Terms of the sale to MSP Sports Capital, a sports-focused private equity firm that also has stakes in McLaren Racing and a handful of European soccer teams, were not released. ESPN will remain a minority partner in the events and will continue to televise them.
This season’s Winter X Games are scheduled for Jan. 27-29 in Aspen, Colorado.
Created during an era when ESPN still craved programming of all sorts (ESPN2 was originally designed specifically to appeal to a younger audience) the Winter X Games have long been a trendsetter in snowboarding. It carries a reputation for building the best halfpipes and slopestyle courses and finding new events (think, snowmobiling) and niches ( think, Knuckle Huck ) to keep action sports on the cutting edge.
Next to his three Olympic titles, Shaun White’s 15 wins and 23 overall medals at the X and Winter X Games are his top sports achievement. Virtually all of the sport’s biggest names — Chloe Kim, Jamie Anderson, Danny Davis, Marc McMorris and more — have won multiple titles in Aspen. Even in an era in which the Olympics overshadows most everything, hardly anyone argues that a great snowboarder’s resume isn’t complete without some kind of victory in Aspen.
The first X Games were held in 1995 — a summertime affair known as the “Extreme Games” that focused on skateboarding. Tony Hawk was among the gold medalists at the inaugural gathering.
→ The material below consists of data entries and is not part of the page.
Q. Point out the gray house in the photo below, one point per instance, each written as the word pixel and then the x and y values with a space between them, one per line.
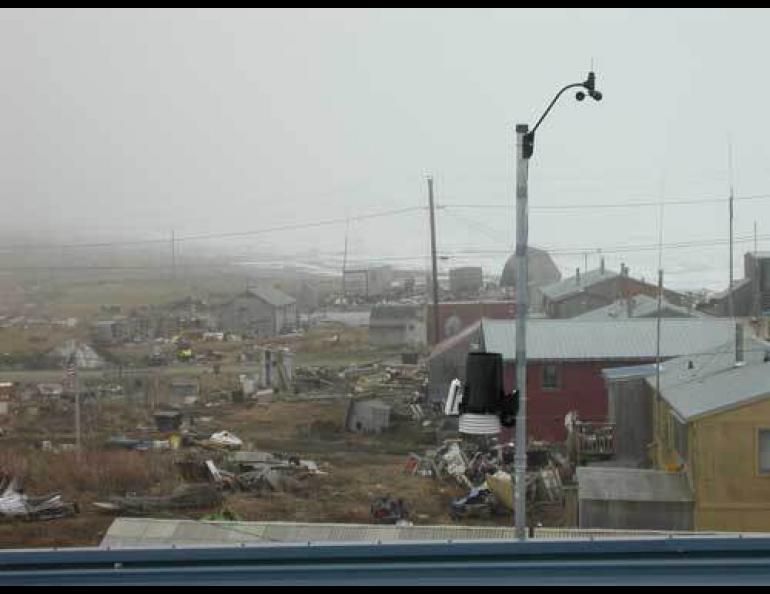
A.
pixel 368 416
pixel 397 325
pixel 595 289
pixel 263 311
pixel 634 499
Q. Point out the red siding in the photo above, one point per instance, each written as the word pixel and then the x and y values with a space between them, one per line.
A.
pixel 582 389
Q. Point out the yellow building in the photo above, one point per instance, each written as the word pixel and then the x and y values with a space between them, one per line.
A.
pixel 712 421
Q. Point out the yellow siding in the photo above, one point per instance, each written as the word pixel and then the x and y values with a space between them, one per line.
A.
pixel 722 466
pixel 730 492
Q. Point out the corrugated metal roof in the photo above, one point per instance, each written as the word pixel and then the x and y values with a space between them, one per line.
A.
pixel 711 382
pixel 632 484
pixel 642 306
pixel 607 340
pixel 396 311
pixel 631 372
pixel 143 532
pixel 272 296
pixel 570 286
pixel 451 342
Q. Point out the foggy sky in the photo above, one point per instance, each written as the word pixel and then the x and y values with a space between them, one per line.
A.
pixel 129 123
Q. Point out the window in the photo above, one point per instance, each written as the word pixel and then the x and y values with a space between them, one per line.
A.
pixel 763 451
pixel 679 435
pixel 551 379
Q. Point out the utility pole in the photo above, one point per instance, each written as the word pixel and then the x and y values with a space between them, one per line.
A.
pixel 657 336
pixel 78 442
pixel 522 305
pixel 730 303
pixel 345 261
pixel 757 309
pixel 173 255
pixel 436 332
pixel 525 146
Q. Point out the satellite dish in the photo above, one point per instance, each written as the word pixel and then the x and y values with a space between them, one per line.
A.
pixel 452 326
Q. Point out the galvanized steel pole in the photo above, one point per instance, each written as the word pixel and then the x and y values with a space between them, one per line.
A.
pixel 522 305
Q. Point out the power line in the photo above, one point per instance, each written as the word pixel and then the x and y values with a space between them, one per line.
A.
pixel 209 236
pixel 656 203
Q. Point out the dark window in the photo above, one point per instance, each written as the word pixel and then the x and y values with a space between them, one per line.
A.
pixel 551 377
pixel 679 435
pixel 763 453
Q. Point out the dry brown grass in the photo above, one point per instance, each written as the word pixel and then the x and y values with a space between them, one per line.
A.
pixel 93 474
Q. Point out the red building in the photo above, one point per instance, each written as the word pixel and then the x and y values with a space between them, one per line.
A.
pixel 566 358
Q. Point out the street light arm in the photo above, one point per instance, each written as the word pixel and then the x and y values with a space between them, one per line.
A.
pixel 553 102
pixel 589 85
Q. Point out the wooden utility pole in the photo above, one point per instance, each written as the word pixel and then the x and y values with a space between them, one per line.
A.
pixel 173 255
pixel 345 261
pixel 730 302
pixel 436 331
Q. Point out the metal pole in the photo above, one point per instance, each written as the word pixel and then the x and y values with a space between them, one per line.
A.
pixel 78 448
pixel 730 303
pixel 522 304
pixel 173 255
pixel 436 332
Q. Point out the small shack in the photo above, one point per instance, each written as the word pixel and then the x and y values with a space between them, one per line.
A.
pixel 368 416
pixel 634 499
pixel 185 390
pixel 168 420
pixel 7 395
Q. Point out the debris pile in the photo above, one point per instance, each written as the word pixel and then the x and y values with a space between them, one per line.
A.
pixel 195 496
pixel 14 503
pixel 373 379
pixel 485 469
pixel 385 510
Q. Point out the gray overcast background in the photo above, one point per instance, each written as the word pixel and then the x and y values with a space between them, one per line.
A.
pixel 128 123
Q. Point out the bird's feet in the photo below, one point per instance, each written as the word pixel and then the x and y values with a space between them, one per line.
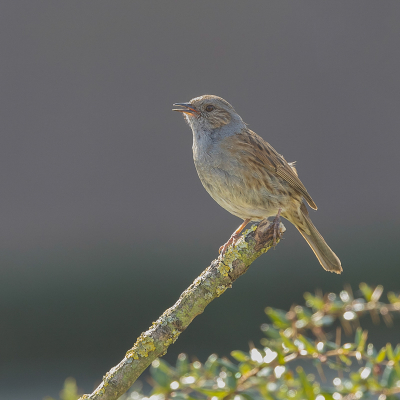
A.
pixel 232 240
pixel 275 226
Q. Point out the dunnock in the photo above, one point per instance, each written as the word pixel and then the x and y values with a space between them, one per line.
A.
pixel 245 175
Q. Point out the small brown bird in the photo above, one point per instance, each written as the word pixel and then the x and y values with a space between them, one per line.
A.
pixel 245 175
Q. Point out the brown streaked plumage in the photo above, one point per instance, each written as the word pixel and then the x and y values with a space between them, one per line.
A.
pixel 247 176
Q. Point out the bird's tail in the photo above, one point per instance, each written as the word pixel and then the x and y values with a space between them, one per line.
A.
pixel 328 259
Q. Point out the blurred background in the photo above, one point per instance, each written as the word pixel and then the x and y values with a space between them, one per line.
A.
pixel 104 221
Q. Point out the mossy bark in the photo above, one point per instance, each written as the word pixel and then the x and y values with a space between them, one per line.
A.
pixel 213 281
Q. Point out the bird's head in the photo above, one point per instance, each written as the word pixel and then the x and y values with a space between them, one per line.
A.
pixel 208 112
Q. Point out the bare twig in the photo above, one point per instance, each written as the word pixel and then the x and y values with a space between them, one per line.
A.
pixel 154 343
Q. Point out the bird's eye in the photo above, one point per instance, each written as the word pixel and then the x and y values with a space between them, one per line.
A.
pixel 210 108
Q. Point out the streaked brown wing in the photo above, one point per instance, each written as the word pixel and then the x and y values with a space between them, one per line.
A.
pixel 261 153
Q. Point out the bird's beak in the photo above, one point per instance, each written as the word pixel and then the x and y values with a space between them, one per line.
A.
pixel 187 108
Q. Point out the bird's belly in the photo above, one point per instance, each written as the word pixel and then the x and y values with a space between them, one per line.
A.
pixel 239 198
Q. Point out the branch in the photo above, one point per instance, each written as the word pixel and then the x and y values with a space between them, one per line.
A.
pixel 154 343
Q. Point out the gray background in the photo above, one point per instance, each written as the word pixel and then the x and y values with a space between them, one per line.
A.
pixel 104 221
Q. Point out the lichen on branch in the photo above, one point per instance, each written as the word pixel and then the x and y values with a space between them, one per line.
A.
pixel 211 284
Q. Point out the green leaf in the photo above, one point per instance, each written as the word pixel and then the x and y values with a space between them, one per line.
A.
pixel 389 352
pixel 211 364
pixel 278 317
pixel 309 346
pixel 305 383
pixel 361 339
pixel 381 355
pixel 230 366
pixel 270 331
pixel 288 342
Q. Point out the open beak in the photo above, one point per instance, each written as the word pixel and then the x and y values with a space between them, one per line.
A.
pixel 187 108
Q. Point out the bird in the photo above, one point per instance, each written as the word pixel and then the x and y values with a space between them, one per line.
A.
pixel 245 175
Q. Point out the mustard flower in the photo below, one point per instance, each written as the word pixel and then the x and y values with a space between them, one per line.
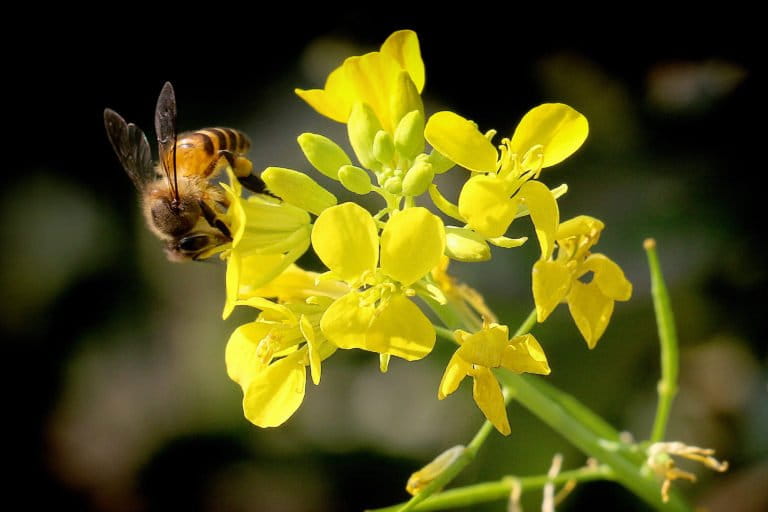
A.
pixel 268 234
pixel 478 354
pixel 563 279
pixel 389 82
pixel 268 358
pixel 377 313
pixel 504 185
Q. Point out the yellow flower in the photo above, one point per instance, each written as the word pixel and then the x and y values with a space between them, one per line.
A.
pixel 491 348
pixel 661 462
pixel 377 315
pixel 563 279
pixel 388 81
pixel 295 284
pixel 504 187
pixel 267 236
pixel 268 358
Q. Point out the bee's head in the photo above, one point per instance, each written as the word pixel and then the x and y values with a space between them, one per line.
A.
pixel 194 246
pixel 174 218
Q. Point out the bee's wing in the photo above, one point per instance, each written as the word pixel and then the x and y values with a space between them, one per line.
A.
pixel 131 146
pixel 165 128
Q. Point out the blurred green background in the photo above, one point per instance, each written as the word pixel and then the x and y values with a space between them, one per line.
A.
pixel 119 399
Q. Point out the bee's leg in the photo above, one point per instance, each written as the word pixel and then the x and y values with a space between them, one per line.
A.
pixel 213 220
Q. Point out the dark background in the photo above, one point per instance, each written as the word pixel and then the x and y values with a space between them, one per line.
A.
pixel 118 396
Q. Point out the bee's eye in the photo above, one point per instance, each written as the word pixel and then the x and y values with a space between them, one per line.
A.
pixel 193 243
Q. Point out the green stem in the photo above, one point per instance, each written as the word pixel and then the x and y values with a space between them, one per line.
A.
pixel 572 425
pixel 450 472
pixel 579 425
pixel 665 320
pixel 501 489
pixel 451 317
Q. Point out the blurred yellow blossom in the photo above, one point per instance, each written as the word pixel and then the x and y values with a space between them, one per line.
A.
pixel 478 354
pixel 563 279
pixel 377 314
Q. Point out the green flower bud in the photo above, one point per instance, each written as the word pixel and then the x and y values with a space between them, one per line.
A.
pixel 440 163
pixel 394 185
pixel 463 244
pixel 325 155
pixel 362 127
pixel 355 179
pixel 418 179
pixel 298 189
pixel 383 147
pixel 409 135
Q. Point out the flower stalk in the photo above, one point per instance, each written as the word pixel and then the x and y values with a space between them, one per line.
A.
pixel 665 320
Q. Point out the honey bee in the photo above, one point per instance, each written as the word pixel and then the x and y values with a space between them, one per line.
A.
pixel 182 203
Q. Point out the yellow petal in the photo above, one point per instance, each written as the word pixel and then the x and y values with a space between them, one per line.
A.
pixel 409 134
pixel 460 140
pixel 557 127
pixel 463 244
pixel 418 178
pixel 489 399
pixel 455 372
pixel 485 204
pixel 551 282
pixel 544 214
pixel 362 128
pixel 609 277
pixel 524 354
pixel 246 273
pixel 298 189
pixel 325 155
pixel 313 348
pixel 373 77
pixel 507 243
pixel 405 98
pixel 590 309
pixel 335 100
pixel 355 179
pixel 412 243
pixel 276 392
pixel 443 204
pixel 399 328
pixel 345 322
pixel 295 285
pixel 240 354
pixel 485 347
pixel 403 46
pixel 579 226
pixel 345 238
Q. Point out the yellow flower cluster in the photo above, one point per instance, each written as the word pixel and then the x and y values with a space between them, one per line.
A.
pixel 378 263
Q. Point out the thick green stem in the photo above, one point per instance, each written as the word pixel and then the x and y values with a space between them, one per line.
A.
pixel 449 473
pixel 583 428
pixel 571 424
pixel 500 490
pixel 665 320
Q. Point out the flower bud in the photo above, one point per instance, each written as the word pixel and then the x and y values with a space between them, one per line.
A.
pixel 409 135
pixel 465 245
pixel 440 163
pixel 394 185
pixel 355 179
pixel 418 179
pixel 298 189
pixel 324 154
pixel 362 127
pixel 383 147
ESPN added a winter version in 1997 that eventually overshadowed its summer cousin in many ways, in large part thanks to snowboarding’s inclusion in the Olympic program a year later.
Building courses, finding judges, dealing with athlete health and safety and scheduling concerts that, increasingly, became a major draw to the events takes a staff of more than 1,000. By selling the majority stake while remaining invested in the enterprise, ESPN will step away from that part of the endeavor but will still focus on its core mission — televising sports.
“We’re proud of what we’ve created with our employees and the athletes over nearly 30 years of world-class X Games events and content,” said Jimmy Pitaro, chairman of ESPN and Sports Content.
Stepping in will be MSP, which will take over the production of the contests, and is expected to reshape the digital offerings for an event that skews to a younger, content-craving audience.
“Our vision for the X Games tomorrow, next year and a decade from now is simple — we want to create a global action sports community of athletes and fans where we push the limits of competition and entertainment,” said Steve Flisler, who becomes the new CEO of the X Games.
Flisler has been an executive at Twitch, a streaming service that is best know for its live streaming of video games, and also was in leadership positions at NBCUniversal.
He said the mission at the X Games is to create “a content engine that gives fans more ways to interact and get hooked to athlete stories.”
“X Games athletes are competitors first but increasingly will become some of the most influential content creators across the globe,” Flisler said.